# Retro Women/Housewife Photos



## ThereSheGoes (Nov 9, 2011)

I know this is really specific.  I love the 40s & 50s clothing and hairstyles and all the bright colors.  Some of the furniture is really cool too.  I have an acquaintance who takes a lot of photographs like this, and I just love them!  :mrgreen:


----------



## Derrel (Nov 9, 2011)

yeah, that type of work is becoming QUITE popular, done mostly by female photographers who work on a friend-to-friend and circle of friends basis, and market off of Facebook. The props and accessories are fairly simple....an old refrigerator, and old kitchen table and a few deco chairs, some checkerboard curtains, lotsa curlers and hairspray, pleated skirts, stockings and garters....etc.

"Real women" and "plus-sized women" (cough, cough, I know e.rose, I know) seem to be gravitating to this kind of approach to their intimate or boudoir shoots these days. There are some people who have refined this retro-styled boudoir/glamour/pinup/cheesecake photography to a pretty high level. I know two Facebook photographers within my circle are shooting this stuff.


----------



## ThereSheGoes (Nov 9, 2011)

Derrel said:


> yeah, that type of work is becoming QUITE popular, done mostly by female photographers who work on a friend-to-friend and circle of friends basis, and market off of Facebook.
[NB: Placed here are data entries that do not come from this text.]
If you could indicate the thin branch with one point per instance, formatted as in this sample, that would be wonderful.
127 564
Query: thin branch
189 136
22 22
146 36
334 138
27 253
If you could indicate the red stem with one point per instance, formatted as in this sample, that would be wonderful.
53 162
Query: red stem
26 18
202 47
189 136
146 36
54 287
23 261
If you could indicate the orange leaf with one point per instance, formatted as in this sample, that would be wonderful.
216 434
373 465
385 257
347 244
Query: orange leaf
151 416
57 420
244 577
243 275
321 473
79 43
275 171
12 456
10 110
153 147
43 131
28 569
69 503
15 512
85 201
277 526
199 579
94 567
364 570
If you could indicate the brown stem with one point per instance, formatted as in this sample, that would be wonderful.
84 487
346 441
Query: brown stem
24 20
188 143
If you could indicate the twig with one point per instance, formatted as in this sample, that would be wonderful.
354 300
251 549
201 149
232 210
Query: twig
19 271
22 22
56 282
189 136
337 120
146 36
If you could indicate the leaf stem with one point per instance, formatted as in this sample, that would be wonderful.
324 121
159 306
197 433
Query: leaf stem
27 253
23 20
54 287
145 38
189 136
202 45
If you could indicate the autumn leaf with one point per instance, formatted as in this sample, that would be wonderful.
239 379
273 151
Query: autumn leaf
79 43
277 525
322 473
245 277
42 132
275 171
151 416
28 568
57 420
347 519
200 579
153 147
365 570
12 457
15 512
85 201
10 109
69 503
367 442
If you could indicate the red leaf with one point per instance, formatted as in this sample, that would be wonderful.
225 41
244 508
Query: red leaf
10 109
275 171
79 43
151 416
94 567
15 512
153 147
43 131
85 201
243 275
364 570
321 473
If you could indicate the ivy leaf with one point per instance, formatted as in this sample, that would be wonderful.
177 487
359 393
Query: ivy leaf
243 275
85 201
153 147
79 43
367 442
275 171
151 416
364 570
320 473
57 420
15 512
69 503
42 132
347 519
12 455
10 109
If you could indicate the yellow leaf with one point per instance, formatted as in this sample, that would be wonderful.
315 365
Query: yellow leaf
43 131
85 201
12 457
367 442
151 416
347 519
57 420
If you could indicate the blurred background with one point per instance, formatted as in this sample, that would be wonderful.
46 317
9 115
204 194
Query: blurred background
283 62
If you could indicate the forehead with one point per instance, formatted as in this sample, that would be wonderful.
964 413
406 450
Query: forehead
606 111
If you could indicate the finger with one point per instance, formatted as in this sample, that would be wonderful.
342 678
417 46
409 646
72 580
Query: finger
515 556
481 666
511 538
The props and accessories are fairly simple....an old refrigerator, and old kitchen table and a few deco chairs, some checkerboard curtains, lotsa curlers and hairspray, pleated skirts, stockings and garters....etc.
> 
> "Real women" and "plus-sized women" (cough, cough, I know e.rose, I know) seem to be gravitating to this kind of approach to their intimate or boudoir shoots these days. There are some people who have refined this retro-styled boudoir/glamour/pinup/cheesecake photography to a pretty high level. I know two Facebook photographers within my circle are shooting this stuff.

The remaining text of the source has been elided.